# Barcelona, Spain 2012



## Dianita (Jun 30, 2011)

Hello! My name is Diana Macias and I am new to the Forum. January 2012 I will be moving to Barcelona to take part in a TESOL/TEFL program. Wondering if anyone has some advice? Thank you.


----------



## xabiaxica (Jun 23, 2009)

Dianita said:


> Hello! My name is Diana Macias and I am new to the Forum. January 2012 I will be moving to Barcelona to take part in a TESOL/TEFL program. Wondering if anyone has some advice? Thank you.


Hi & welcome

we've had a few discussions about this recently - what comapny are you doing the course with?

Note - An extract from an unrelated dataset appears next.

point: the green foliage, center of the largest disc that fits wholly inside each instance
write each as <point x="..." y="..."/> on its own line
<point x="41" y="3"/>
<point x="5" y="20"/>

maybe if you put that into the forum search function it might come up with some info

here's some reading to be getting on with  http://www.expatforum.com/expats/spain-expat-forum-expats-living-spain/26226-teaching-english-spain.html


----------



## Dianita (Jun 30, 2011)

Thank you. I am setting up with LanguageCorps they have a training that will start up in January 2012. At this point in my life I am not looking for a great and grand career...as I have already had this. For me...this new venture will be the beginning of a new journey and another path to walk. I do not require much and I am hoping to share my skill and knowledge with others. Thank you for the reading material. I think I am going to enjoy this site. Diana


----------